Biscayne Park Police Chief Raimundo Atesiano claimed a perfect rate of solving burglaries, by charging his subordinates with stopping people of color at the “badlands”— the border of the predominantly white suburban city.
Officers Charlie Dayoub, Raul Fernandez, and Guillermo Ravelo complied with their chief’s request, and paid the price. FBI investigations uncovered it, and all officers plead guilty. Dayoub and Fernandez thought that by cooperating, they would get leniency.
But U.S. District Judge K. Michael Moore sentenced them to the maximum: one year in prison for the false arrests.
“It would have been a slap on the wrist, and it would have sent entirely the wrong message — particularly to the minority community,” Moore told Assistant U.S. Attorney Harry Wallace. “To think that they can come into court and get a slap on the wrist is insulting to the men and women in law enforcement.”
Fernandez notarized arrest affidavits and Dayoub signed as the arresting officer.
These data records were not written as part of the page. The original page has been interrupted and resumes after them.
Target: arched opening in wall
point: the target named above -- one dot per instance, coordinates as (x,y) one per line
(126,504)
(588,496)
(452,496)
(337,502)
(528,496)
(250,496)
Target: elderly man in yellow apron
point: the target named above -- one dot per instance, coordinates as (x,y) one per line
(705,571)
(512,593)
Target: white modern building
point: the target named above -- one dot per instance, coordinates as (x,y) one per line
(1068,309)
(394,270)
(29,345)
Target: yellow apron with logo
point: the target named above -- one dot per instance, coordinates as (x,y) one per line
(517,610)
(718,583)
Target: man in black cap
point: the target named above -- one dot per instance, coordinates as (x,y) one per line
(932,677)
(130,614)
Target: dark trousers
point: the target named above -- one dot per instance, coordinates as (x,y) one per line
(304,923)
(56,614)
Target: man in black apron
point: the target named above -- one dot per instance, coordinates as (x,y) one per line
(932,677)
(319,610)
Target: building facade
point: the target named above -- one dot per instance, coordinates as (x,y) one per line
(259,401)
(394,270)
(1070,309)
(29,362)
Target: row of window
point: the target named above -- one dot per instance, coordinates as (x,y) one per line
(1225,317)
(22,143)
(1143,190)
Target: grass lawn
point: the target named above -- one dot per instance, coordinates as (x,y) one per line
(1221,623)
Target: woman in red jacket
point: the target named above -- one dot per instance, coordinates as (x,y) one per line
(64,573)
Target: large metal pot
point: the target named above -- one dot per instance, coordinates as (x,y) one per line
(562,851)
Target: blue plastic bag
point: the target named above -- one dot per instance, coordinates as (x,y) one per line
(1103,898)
Vague language such as “investigation revealed,” same “M.O.” and homes had “rear door pried open.”
Ravelo faces up to 10 years at his sentencing Thursday for violating the civil rights of innocent victims by false arrests. Atesiano faces similar punishment in November.
Fernandez, a 30-year-veteran of the force, reported a “culture of fear and reprisal” created by Atesiano.
His attorney, David Sobel, wrote in a motion to seek 12-month probationary sentence: “Atesiano was so focused on having a 100% clearance rate that he was enlisting his officers to make ‘bad’ arrests and to harass people of color who were seen anywhere within the city.”
“Mr. Fernandez detailed to the FBI and United States Attorney’s Office … how Atesiano, via his underlings, would use a specific code meant to alert officers that a person of color was seen in the city and that they needed to be stopped and confronted,” the defense attorney wrote.
The prosecutor, Wallace said he wanted an opportunity to compel Atesiano to plead guilty to a felony civil rights conspiracy, and said a plea deal would drop that charge for the two officers (which carried a maximum 10 year sentence) in exchange for their testimony against Atesiano.
Moore did not agree and accused the prosecutors of “sentencing manipulation.” He said if they went to trial against the ex-chief and the officers it would have been a “slam dunk.”
Charges against the 16-year-old teen, referring to as T.D. in court documents, were eventually dropped. Charges against the homeless man, Erasmus Banmah, 31, were also dropped. Clarens Desrouleaux, 35, one of the other framed victims who spent five years in prison and was deported to Haiti, filed a federal lawsuit last month against the town and the officers for violating his civil rights.